D’autres membres du gouvernement Trudeau ont continué de défendre le choix d’Amira Elghawaby. « Elle a des atouts très importants. Je sais qu’elle ne fait pas l’unanimité, mais on va donner la chance au coureur », a réitéré le ministre fédéral de la Justice, David Lametti, avant la réunion du Cabinet mardi avant-midi.

La semaine dernière, il n’avait pas caché son malaise par rapport aux écrits de Mme Elghawaby sur les Québécois.

Le ministre du Patrimoine canadien, Pablo Rodriguez, qui s’était dit « profondément blessé par ses propos » estime également qu’elle a droit à une deuxième chance. Il l’a rencontrée jeudi lors d’un tête-à-tête qui a duré environ une heure et demie.

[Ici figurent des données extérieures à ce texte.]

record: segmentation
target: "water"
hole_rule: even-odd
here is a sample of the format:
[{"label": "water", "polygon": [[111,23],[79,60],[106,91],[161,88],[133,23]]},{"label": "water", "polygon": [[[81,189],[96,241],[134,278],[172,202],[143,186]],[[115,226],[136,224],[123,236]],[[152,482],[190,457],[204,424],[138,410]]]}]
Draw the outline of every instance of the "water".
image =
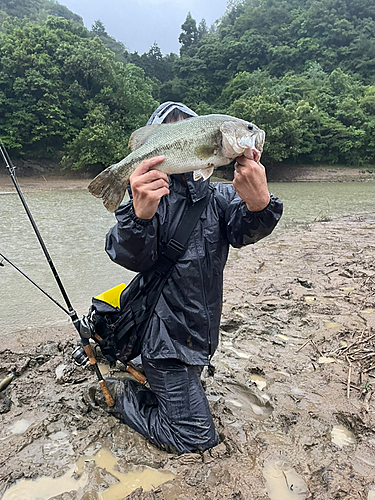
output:
[{"label": "water", "polygon": [[[270,190],[284,202],[275,237],[327,216],[375,213],[374,183],[273,183]],[[93,296],[131,280],[134,273],[112,263],[104,251],[115,218],[100,200],[82,190],[27,193],[25,198],[78,315],[87,313]],[[0,195],[0,252],[65,306],[17,194]],[[68,322],[9,264],[0,268],[0,335]]]},{"label": "water", "polygon": [[[62,435],[59,436],[59,434]],[[57,433],[54,437],[49,437],[52,440],[61,441],[64,436],[64,433]],[[107,476],[109,473],[109,478],[99,473],[91,477],[90,484],[90,477],[84,467],[85,462],[90,460],[106,471]],[[77,473],[78,477],[75,477],[74,473]],[[92,483],[96,477],[102,478],[100,484]],[[91,457],[81,457],[74,467],[60,477],[42,476],[36,480],[21,479],[5,492],[3,500],[48,500],[51,498],[51,492],[54,492],[55,497],[68,491],[80,490],[82,494],[82,489],[85,490],[84,498],[121,500],[139,487],[142,487],[144,491],[150,491],[174,477],[174,474],[169,471],[159,471],[150,467],[134,468],[121,473],[117,468],[117,458],[108,449],[102,448]],[[113,478],[118,482],[114,482]],[[108,489],[105,489],[106,486]],[[79,497],[82,498],[81,495]]]},{"label": "water", "polygon": [[[93,296],[129,283],[134,273],[104,251],[115,217],[99,200],[81,190],[27,193],[25,198],[78,315],[88,312]],[[18,195],[0,196],[0,208],[0,252],[65,307]],[[0,268],[0,335],[69,321],[13,267]]]},{"label": "water", "polygon": [[271,500],[304,500],[307,497],[305,481],[286,460],[268,460],[264,464],[263,476]]},{"label": "water", "polygon": [[284,203],[281,227],[346,215],[375,214],[373,182],[269,183]]}]

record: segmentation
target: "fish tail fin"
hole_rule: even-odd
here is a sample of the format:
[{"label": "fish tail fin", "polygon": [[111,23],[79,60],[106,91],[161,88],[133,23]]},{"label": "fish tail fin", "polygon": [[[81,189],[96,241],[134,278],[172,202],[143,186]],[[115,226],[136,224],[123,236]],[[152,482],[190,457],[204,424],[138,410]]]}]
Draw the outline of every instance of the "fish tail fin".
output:
[{"label": "fish tail fin", "polygon": [[129,180],[120,181],[113,173],[112,166],[100,172],[88,185],[88,190],[96,198],[103,199],[109,212],[115,212],[122,202]]}]

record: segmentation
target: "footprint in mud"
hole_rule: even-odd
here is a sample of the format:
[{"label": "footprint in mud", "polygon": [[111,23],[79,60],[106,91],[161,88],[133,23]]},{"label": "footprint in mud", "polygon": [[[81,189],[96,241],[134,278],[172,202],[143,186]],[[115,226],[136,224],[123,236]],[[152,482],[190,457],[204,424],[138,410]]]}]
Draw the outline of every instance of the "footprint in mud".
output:
[{"label": "footprint in mud", "polygon": [[286,460],[269,460],[264,464],[268,496],[271,500],[304,500],[308,494],[305,481]]},{"label": "footprint in mud", "polygon": [[273,407],[266,394],[255,394],[252,389],[240,384],[226,384],[227,394],[225,403],[231,409],[239,410],[247,416],[257,420],[266,420],[272,413]]}]

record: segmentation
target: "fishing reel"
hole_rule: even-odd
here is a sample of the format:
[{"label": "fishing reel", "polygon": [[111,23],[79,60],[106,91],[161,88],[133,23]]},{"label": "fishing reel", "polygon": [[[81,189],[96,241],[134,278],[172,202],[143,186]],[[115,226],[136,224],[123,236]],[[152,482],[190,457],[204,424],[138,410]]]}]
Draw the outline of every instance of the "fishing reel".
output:
[{"label": "fishing reel", "polygon": [[[79,334],[83,339],[91,339],[92,337],[92,326],[87,316],[82,316],[82,318],[79,320]],[[77,366],[85,368],[90,364],[90,360],[83,348],[81,341],[78,340],[77,342],[78,345],[72,352],[72,358]]]},{"label": "fishing reel", "polygon": [[76,364],[77,366],[81,366],[82,368],[86,368],[86,366],[90,364],[90,360],[81,345],[78,345],[74,349],[74,351],[72,352],[72,358],[74,364]]}]

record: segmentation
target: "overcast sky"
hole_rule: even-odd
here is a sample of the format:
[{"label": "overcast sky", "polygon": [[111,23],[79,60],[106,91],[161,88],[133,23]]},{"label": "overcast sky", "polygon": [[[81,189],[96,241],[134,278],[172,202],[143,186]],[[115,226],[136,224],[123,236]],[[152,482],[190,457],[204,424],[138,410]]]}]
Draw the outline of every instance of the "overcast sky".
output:
[{"label": "overcast sky", "polygon": [[208,26],[225,12],[227,0],[59,0],[79,14],[86,28],[100,19],[110,36],[131,51],[147,52],[156,41],[163,54],[178,53],[181,24],[190,11]]}]

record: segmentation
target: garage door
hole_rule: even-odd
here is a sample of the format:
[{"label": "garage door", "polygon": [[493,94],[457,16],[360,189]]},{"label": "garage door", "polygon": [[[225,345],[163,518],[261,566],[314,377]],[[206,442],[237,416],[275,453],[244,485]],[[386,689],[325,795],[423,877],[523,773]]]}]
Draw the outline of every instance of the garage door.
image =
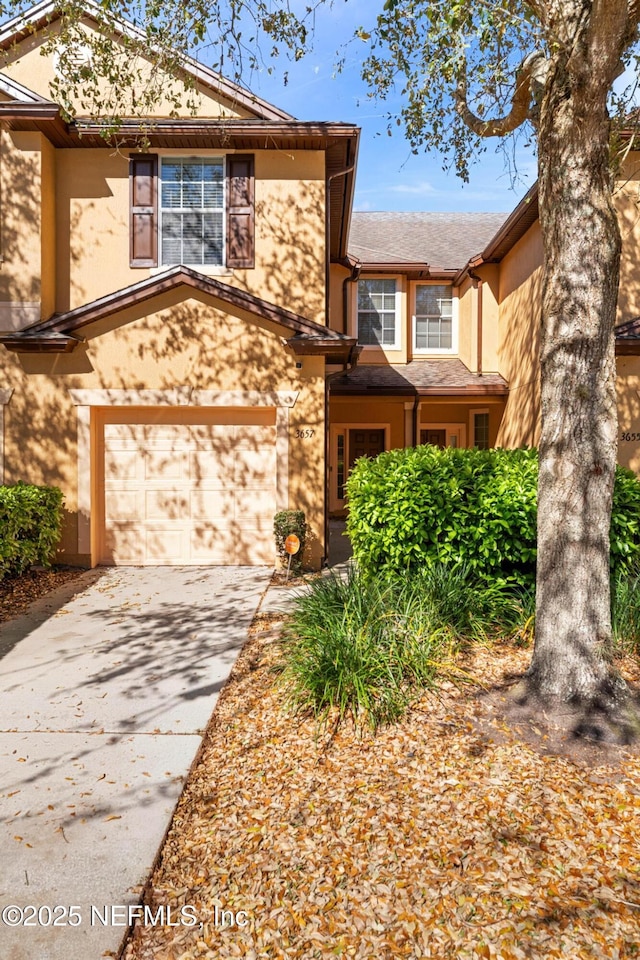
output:
[{"label": "garage door", "polygon": [[102,563],[273,563],[275,412],[215,417],[104,424]]}]

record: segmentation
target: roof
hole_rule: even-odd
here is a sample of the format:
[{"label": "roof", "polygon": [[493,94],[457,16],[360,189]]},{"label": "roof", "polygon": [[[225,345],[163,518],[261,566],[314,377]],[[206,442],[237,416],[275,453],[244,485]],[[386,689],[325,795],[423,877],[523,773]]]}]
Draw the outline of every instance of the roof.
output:
[{"label": "roof", "polygon": [[[162,273],[147,277],[74,310],[56,314],[48,320],[40,320],[24,330],[0,335],[0,343],[13,353],[71,353],[82,341],[81,331],[84,327],[129,307],[141,306],[180,286],[214,297],[234,309],[246,311],[291,330],[294,336],[287,343],[295,353],[322,354],[338,362],[347,362],[356,349],[356,341],[352,337],[307,320],[246,290],[232,287],[183,266],[170,267]],[[153,312],[153,306],[148,312]]]},{"label": "roof", "polygon": [[8,77],[4,73],[0,73],[0,91],[9,97],[10,100],[18,104],[50,104],[50,101],[41,97],[39,93],[30,90],[28,87],[24,87],[21,83],[18,83],[17,80],[14,80],[13,77]]},{"label": "roof", "polygon": [[[99,20],[100,8],[94,0],[82,0],[89,20]],[[0,49],[11,46],[43,29],[61,16],[55,0],[31,7],[21,16],[0,27]],[[97,18],[97,19],[96,19]],[[118,21],[123,35],[144,40],[144,34],[124,19]],[[277,149],[323,150],[329,181],[329,250],[334,260],[347,253],[347,236],[355,183],[360,130],[354,124],[335,122],[299,122],[290,114],[255,97],[236,83],[185,57],[184,70],[221,96],[241,104],[252,116],[244,119],[224,117],[124,118],[113,138],[104,137],[105,124],[89,117],[66,122],[57,104],[46,100],[0,74],[0,92],[10,99],[0,101],[0,124],[4,129],[37,131],[58,148],[136,147],[141,136],[153,149]]]},{"label": "roof", "polygon": [[398,366],[358,366],[331,380],[332,395],[459,396],[508,393],[499,373],[472,373],[457,359],[412,360]]},{"label": "roof", "polygon": [[499,263],[503,257],[524,237],[539,217],[538,183],[527,191],[520,203],[504,220],[495,236],[491,238],[482,253],[471,257],[470,266],[479,267],[483,263]]},{"label": "roof", "polygon": [[[94,0],[81,0],[81,3],[87,20],[98,24],[104,22],[104,11],[101,11],[99,4],[95,3]],[[41,3],[36,3],[24,13],[13,17],[0,27],[0,49],[10,49],[14,44],[59,20],[62,15],[63,13],[56,0],[43,0]],[[115,18],[115,22],[122,36],[127,36],[148,47],[149,41],[146,34],[133,23],[130,23],[124,17]],[[190,74],[205,87],[215,91],[227,100],[242,105],[258,119],[294,119],[291,114],[255,96],[240,84],[227,80],[222,74],[199,63],[193,57],[183,57],[182,67],[185,73]]]},{"label": "roof", "polygon": [[633,317],[615,329],[616,353],[623,356],[640,355],[640,317]]},{"label": "roof", "polygon": [[505,213],[354,213],[349,255],[376,264],[460,270],[483,250]]}]

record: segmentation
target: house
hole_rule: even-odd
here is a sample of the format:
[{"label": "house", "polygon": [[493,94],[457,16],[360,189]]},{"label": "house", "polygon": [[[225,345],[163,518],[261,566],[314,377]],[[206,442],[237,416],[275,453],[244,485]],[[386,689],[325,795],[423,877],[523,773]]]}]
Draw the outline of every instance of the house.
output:
[{"label": "house", "polygon": [[[616,190],[623,235],[616,329],[618,460],[640,473],[640,154]],[[475,252],[474,252],[475,251]],[[539,436],[542,239],[534,186],[498,214],[355,213],[335,326],[357,366],[329,379],[330,509],[358,456],[519,447]],[[341,325],[340,325],[341,324]],[[333,325],[333,320],[332,320]]]},{"label": "house", "polygon": [[69,563],[272,563],[295,506],[318,566],[359,131],[188,62],[197,116],[114,148],[50,100],[59,28],[45,2],[0,30],[3,480],[63,489]]},{"label": "house", "polygon": [[[51,100],[59,29],[47,0],[0,28],[0,479],[62,488],[66,562],[269,564],[295,508],[318,567],[359,456],[535,442],[535,190],[506,219],[352,214],[357,127],[192,61],[196,115],[159,108],[143,144],[125,118],[114,147]],[[636,157],[617,343],[640,471]]]}]

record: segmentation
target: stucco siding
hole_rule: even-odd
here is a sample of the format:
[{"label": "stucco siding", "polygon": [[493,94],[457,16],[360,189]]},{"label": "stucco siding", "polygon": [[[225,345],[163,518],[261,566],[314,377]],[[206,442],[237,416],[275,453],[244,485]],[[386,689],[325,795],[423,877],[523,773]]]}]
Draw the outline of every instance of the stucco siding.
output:
[{"label": "stucco siding", "polygon": [[[230,314],[211,300],[177,299],[159,299],[148,315],[129,311],[85,328],[87,344],[72,354],[5,354],[5,380],[14,389],[5,407],[7,482],[61,486],[66,499],[62,554],[69,562],[89,562],[77,546],[79,422],[71,391],[105,396],[111,391],[116,398],[122,391],[148,390],[165,397],[177,388],[189,396],[297,394],[284,437],[287,505],[305,510],[309,560],[318,566],[324,510],[322,358],[304,358],[297,369],[281,343],[286,331],[277,325]],[[145,402],[153,406],[153,396]],[[251,400],[243,403],[250,406]]]},{"label": "stucco siding", "polygon": [[536,223],[500,265],[498,371],[509,397],[497,437],[501,447],[536,444],[540,415],[542,238]]}]

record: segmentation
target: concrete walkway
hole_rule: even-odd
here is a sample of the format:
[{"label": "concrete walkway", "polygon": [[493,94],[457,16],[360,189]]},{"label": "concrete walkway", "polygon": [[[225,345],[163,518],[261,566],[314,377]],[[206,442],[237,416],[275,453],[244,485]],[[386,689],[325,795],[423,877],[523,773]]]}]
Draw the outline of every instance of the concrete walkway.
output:
[{"label": "concrete walkway", "polygon": [[2,960],[117,954],[270,575],[90,571],[0,629]]}]

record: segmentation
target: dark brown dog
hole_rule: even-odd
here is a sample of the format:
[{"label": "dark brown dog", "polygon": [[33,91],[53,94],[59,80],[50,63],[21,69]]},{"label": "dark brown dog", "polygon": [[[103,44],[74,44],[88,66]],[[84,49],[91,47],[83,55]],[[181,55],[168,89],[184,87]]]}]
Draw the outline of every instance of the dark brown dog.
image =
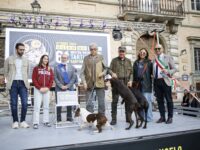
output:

PHOTO NICK IWANYSHYN, ARCHIVES LA PRESSE CANADIENNE

Pablo Rodriguez

« Nous avons eu la chance d’avoir cette conversation à cœur ouvert où j’ai expliqué le Québec, les Québécois, le rôle de la religion dans notre histoire, le rôle de la Révolution tranquille et aussi comment les choses ont changé », a-t-il relaté.

« Elle s’est excusée pour ses commentaires, a-t-il ajouté. Ce ne serait pas la première personne à blesser les gens – et j’ai été blessé –, mais elle devrait pouvoir avoir une seconde chance. »

Le poste de représentante spéciale de la lutte contre l’islamophobie a été créé à la suite d’une recommandation émise lors du Sommet sur l’islamophobie en 2021 pour lutter contre la montée des crimes haineux envers les musulmans.

Une lettre signée par plus de 200 personnes, dont le sociologue Guy Rocher et de nombreux musulmans, a été envoyée au premier ministre Justin Trudeau lundi pour réclamer l’abolition du poste. La militante pour la laïcité Nadia El-Mabrouk, qui en est l’instigatrice, a fait valoir que le terme « islamophobie » assimile la critique de la religion à la haine contre des personnes.

Ce avec quoi le ministre Lametti n’est pas tout à fait d’accord. « Évidemment, on doit combattre l’islamophobie, a-t-il dit. J’ai été prof pendant 30 ans, il y a tout le temps des façons de dire quelque chose d’une manière acceptable. »

Amira Elghawaby aura un mandat de quatre ans. Elle recevra un salaire annuel compris entre 162 700 $ et 191 300 $.